Display Options Threshold/Breakthrough Mark All as Read Mark All as Unread
The Fine Print: The following comments are owned by whoever posted them. We are not responsible for them in any way.
  • (Score: 0) by Anonymous Coward on Wednesday August 17 2016, @02:25PM

    by Anonymous Coward on Wednesday August 17 2016, @02:25PM (#389122)

    I'm not a physicist but... (you know good stuff is coming now)
    If a photon is both a particle and a wave, the latter behaving (conceptually) as waves of water
    If I 'beam down' a photon
    Doesn't that mean that the wave will cover a huge area on earth?

    Now If observation of the wave 'collapses' the wave-function and basically makes the encryptors go "hnnggg... someone else is watching this, this is not secure" (basically the equivalence - if I understand correctly - of flipping a bit in a blob of encrypted data making the algorithm go "I can't decrypt this, something's wrong")
    Wouldn't I be able to do a DoS this communication by just watching the wave anywhere on earth where the wave would hit?

    Inquiring minds would like to know...

  • (Score: 2) by wonkey_monkey on Wednesday August 17 2016, @03:36PM

    by wonkey_monkey (279) on Wednesday August 17 2016, @03:36PM (#389150) Homepage

    Doesn't that mean that the wave will cover a huge area on earth?

    Nope. It'll be tightly focused. Has to be.

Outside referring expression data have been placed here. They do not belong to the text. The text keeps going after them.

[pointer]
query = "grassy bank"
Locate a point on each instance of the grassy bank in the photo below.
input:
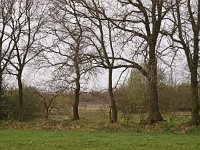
(72, 140)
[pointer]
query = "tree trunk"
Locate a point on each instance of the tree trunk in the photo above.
(76, 95)
(21, 98)
(76, 104)
(1, 93)
(112, 98)
(47, 112)
(153, 110)
(194, 98)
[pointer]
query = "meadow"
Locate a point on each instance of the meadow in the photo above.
(94, 132)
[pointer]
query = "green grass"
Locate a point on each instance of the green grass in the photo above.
(84, 140)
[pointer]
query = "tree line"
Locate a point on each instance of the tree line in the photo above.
(75, 38)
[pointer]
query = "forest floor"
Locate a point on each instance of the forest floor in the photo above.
(94, 131)
(86, 140)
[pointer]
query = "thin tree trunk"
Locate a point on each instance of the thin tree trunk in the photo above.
(1, 93)
(21, 98)
(76, 95)
(153, 110)
(112, 99)
(76, 104)
(194, 98)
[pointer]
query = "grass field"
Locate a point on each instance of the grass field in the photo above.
(95, 132)
(77, 140)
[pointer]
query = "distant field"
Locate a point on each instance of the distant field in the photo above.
(77, 140)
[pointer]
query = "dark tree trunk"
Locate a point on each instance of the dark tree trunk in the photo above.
(76, 94)
(1, 94)
(21, 98)
(194, 97)
(112, 99)
(76, 104)
(47, 112)
(153, 110)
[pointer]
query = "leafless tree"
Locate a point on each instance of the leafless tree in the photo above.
(143, 21)
(27, 20)
(186, 21)
(69, 47)
(6, 42)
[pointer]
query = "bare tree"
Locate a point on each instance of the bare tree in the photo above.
(6, 42)
(47, 99)
(142, 20)
(27, 20)
(70, 47)
(186, 22)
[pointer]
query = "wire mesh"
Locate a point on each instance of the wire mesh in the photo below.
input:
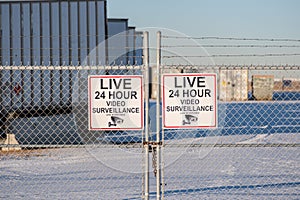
(253, 153)
(47, 150)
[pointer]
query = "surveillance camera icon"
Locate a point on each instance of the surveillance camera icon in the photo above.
(189, 119)
(115, 121)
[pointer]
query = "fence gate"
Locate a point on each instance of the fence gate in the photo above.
(221, 131)
(226, 131)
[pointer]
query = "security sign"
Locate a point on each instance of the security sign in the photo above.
(189, 100)
(115, 102)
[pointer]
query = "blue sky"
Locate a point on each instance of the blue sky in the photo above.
(222, 18)
(240, 18)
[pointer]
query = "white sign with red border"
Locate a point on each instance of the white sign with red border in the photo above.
(189, 100)
(116, 102)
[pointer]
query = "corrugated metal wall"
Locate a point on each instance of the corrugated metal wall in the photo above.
(43, 33)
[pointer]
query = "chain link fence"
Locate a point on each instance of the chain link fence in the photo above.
(47, 148)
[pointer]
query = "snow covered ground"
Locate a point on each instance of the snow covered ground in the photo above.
(191, 172)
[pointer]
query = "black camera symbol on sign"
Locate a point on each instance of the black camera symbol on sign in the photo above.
(115, 121)
(189, 119)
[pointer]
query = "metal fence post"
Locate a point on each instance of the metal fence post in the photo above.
(158, 62)
(146, 144)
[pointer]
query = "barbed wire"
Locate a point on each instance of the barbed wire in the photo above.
(232, 38)
(233, 55)
(232, 46)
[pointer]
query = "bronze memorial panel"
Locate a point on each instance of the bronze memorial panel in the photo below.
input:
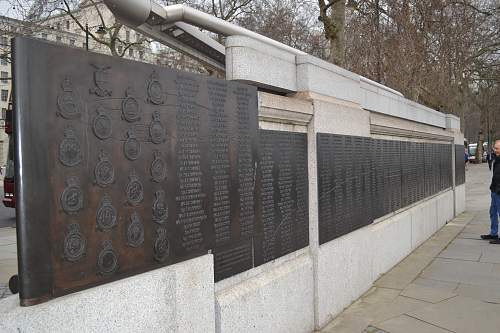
(124, 167)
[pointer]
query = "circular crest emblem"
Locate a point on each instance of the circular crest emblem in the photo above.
(156, 130)
(135, 231)
(107, 260)
(132, 146)
(106, 214)
(130, 107)
(134, 190)
(104, 172)
(155, 89)
(161, 247)
(160, 208)
(75, 244)
(68, 102)
(69, 150)
(101, 125)
(158, 168)
(101, 80)
(72, 196)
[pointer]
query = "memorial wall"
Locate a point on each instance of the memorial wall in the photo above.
(459, 164)
(127, 167)
(361, 179)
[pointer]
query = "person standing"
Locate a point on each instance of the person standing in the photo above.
(490, 158)
(495, 198)
(466, 158)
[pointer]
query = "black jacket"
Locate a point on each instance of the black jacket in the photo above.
(495, 180)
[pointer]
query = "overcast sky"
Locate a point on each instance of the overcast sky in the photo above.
(5, 9)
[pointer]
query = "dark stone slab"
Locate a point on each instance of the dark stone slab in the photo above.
(459, 164)
(362, 179)
(284, 223)
(345, 184)
(125, 167)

    If it wasn't, for some reason, and you were able to detect a photon at some remote site, that wouldn't have been one of the ones that would end up being used in the encryption key anyway, as it woudn't have been received at the receiving station.

    --
    systemd is Roko's Basilisk
  • (Score: 2) by Capt. Obvious on Wednesday August 17 2016, @06:04PM

    by Capt. Obvious (6089) on Wednesday August 17 2016, @06:04PM (#389218)

    A single photon is both a wave and a particle. However, the spotlight from a flashlight is not a single photon/single wave. It is made up of tons of photons. In fact, one of the big concerns in this system is that multiple photons are sent for any given bit. Each photon can only be "read" once and cannot be reproduced (oversimplification, reproduction is accurate 50% of the time). But if you send 2 photons with the same bit, and I intercept one of them, then I can read that one and you cannot detect it.

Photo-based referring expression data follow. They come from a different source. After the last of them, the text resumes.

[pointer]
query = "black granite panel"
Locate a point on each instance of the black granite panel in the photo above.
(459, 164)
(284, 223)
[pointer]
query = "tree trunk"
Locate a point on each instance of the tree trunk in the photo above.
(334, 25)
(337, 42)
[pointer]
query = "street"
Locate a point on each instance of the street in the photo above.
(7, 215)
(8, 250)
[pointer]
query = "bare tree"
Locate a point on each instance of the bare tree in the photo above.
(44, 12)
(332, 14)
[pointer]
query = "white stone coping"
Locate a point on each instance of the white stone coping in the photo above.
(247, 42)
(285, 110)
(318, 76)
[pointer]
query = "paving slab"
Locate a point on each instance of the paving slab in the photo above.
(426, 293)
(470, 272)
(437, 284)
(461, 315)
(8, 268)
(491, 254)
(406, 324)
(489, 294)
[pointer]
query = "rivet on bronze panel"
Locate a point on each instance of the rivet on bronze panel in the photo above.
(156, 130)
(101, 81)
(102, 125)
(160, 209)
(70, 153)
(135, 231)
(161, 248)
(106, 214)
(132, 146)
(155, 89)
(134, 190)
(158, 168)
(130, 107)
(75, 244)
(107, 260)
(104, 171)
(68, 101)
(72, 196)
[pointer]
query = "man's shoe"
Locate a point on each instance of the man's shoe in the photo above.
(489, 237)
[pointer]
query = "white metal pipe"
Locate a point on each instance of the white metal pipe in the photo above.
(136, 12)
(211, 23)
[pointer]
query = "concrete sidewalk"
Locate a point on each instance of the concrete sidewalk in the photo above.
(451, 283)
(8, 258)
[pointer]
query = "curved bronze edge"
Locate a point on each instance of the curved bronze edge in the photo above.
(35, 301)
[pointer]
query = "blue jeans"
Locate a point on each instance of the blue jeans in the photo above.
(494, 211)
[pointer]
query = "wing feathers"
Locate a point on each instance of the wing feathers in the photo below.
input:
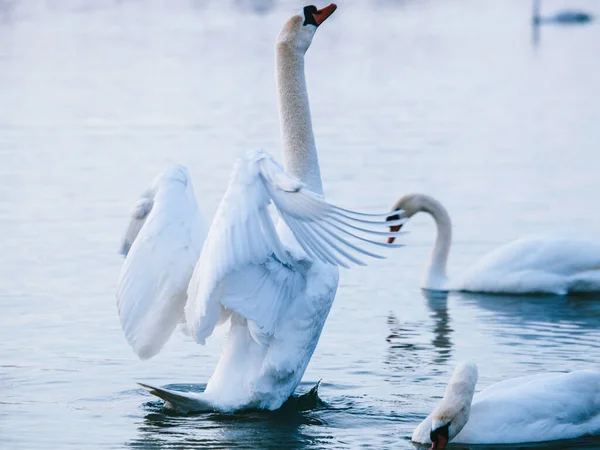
(245, 268)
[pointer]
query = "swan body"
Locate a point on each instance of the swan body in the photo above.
(535, 408)
(273, 286)
(551, 264)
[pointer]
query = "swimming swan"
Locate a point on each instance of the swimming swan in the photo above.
(540, 264)
(275, 286)
(533, 408)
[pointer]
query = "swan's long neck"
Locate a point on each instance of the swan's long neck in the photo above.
(435, 277)
(455, 406)
(299, 150)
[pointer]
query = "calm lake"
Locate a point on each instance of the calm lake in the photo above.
(453, 98)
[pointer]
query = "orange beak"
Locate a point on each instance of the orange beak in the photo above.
(322, 14)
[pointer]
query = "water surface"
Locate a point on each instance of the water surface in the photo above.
(451, 98)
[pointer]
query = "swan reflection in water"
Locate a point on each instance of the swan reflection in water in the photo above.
(162, 427)
(401, 337)
(541, 321)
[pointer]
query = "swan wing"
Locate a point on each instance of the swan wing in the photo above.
(535, 408)
(163, 241)
(245, 268)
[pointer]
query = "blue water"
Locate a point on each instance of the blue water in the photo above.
(451, 98)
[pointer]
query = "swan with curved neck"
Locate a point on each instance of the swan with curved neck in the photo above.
(534, 408)
(272, 286)
(552, 264)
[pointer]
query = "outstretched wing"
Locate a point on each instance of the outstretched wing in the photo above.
(163, 244)
(245, 268)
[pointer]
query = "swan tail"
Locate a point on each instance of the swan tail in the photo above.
(185, 402)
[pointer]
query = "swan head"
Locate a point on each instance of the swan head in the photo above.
(299, 30)
(452, 414)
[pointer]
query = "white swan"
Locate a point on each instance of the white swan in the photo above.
(274, 286)
(535, 408)
(539, 264)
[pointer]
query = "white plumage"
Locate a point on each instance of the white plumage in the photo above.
(533, 408)
(553, 264)
(276, 296)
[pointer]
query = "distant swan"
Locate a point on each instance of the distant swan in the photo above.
(275, 286)
(535, 408)
(563, 17)
(538, 264)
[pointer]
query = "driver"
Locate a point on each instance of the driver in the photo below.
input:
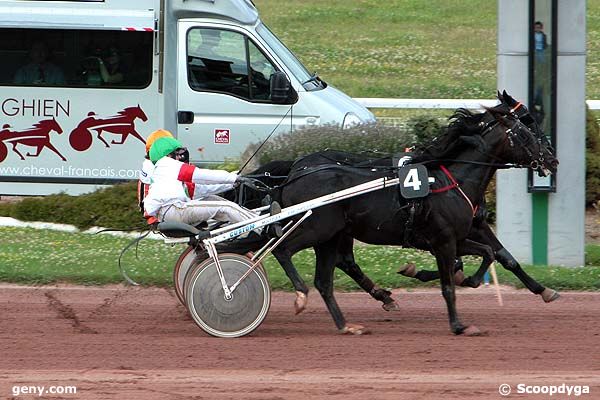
(169, 199)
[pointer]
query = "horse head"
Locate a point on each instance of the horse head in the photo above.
(49, 125)
(514, 142)
(137, 112)
(547, 160)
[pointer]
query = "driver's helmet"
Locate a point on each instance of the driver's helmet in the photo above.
(164, 147)
(156, 135)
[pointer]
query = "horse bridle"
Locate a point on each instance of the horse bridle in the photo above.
(517, 134)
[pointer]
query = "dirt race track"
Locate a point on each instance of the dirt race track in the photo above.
(132, 343)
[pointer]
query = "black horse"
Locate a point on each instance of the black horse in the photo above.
(481, 232)
(442, 222)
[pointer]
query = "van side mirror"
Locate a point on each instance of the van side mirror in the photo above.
(281, 89)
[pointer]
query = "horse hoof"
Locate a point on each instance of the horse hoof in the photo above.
(352, 329)
(472, 330)
(300, 302)
(459, 277)
(409, 270)
(550, 295)
(391, 306)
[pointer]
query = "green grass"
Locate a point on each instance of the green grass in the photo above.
(405, 48)
(31, 256)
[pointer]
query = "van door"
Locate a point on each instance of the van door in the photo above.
(223, 94)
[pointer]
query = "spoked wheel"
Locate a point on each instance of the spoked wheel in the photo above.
(223, 317)
(182, 266)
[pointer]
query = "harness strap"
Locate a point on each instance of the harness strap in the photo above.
(454, 185)
(516, 107)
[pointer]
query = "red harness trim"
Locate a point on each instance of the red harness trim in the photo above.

    You can DOS this communication by taking a similar laser, pointing it at the receiver, and turning it on.

  • (Score: 2) by maxwell demon on Thursday August 18 2016, @10:11AM

    by maxwell demon (1608) on Thursday August 18 2016, @10:11AM (#389545) Journal

    I am a physicist, so let me explain.

    First: Yes, a wave spreads, but the spread can be controlled to a good extent. For example, a laser pointer emits a wave, yet if you pointed a laser pointer to the moon, you'd get a spot of merely 40 meters diameter. A satellite is much closer than the moon, so it should certainly be possible to limit the spread basically to the receiver.

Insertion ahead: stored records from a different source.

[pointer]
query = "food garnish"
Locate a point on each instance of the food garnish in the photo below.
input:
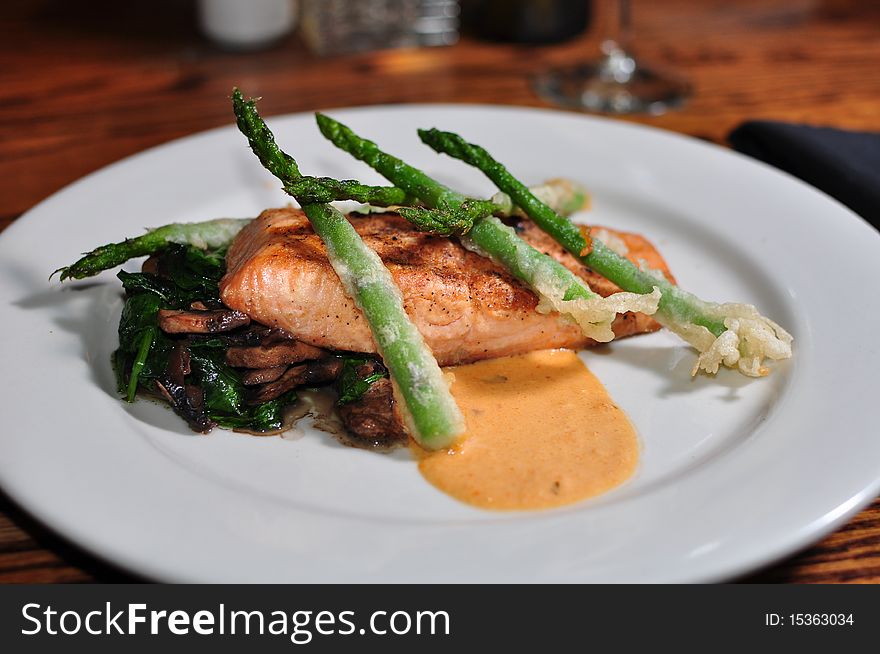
(179, 341)
(735, 335)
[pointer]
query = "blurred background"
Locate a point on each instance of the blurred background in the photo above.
(84, 83)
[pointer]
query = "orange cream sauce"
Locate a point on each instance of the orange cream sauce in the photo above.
(542, 432)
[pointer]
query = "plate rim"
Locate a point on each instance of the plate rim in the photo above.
(734, 568)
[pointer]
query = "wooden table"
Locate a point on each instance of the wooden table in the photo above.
(85, 84)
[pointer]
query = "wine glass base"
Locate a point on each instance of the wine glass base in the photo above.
(589, 87)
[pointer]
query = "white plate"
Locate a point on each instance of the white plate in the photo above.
(735, 473)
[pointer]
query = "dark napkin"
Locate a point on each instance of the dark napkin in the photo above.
(846, 165)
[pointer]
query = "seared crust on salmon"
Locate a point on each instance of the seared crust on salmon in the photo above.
(466, 307)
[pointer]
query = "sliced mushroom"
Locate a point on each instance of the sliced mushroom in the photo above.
(262, 375)
(200, 322)
(186, 399)
(373, 418)
(282, 353)
(312, 373)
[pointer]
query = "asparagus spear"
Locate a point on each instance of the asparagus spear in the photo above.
(209, 234)
(734, 335)
(557, 287)
(431, 414)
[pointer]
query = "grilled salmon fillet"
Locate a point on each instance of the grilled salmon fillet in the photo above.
(466, 307)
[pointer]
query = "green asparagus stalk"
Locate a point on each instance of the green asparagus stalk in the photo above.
(556, 286)
(430, 412)
(209, 234)
(564, 195)
(735, 335)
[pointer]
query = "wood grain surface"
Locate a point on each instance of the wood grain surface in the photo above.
(85, 84)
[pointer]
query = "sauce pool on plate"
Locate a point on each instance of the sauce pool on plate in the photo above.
(542, 432)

    Second: It is not really accurate to say that the photon is both a particle and a wave. Rather some of its properties are as we would expect particles to behave, and others are as we would expect waves to behave. But a photon is neither a particle nor a wave; it just shows behaviour we know of those. In particular, the wave-like behaviour only describes the probability of finding it at some place. So a photon you've found outside the receiver would not have found inside the receiver anyway, and therefore would anyway have been lost for key generation. So you cannot do a DoS attack that way. You could, of course, do a DoS attack by going in between the satellite and the receiver, but then it would probably be easier to just send your own photons to the receivers so that the entangled photons from the satellite no longer can reliably be detected.

    Third: In typical quantum cryptography protocols, the photons don't transport the encrypted message, they are just used to generate a one-time pad that is then used to classically encrypt the message. One-time pads are provably secure (indeed, they are the only cryptographic method that is proven to be so), and all the quantum stuff does is to ensure that the pad is truly random, and that nobody but the sender and the recipient have the one-time pad.

    --
    The Tao of math: The numbers you can count are not the real numbers.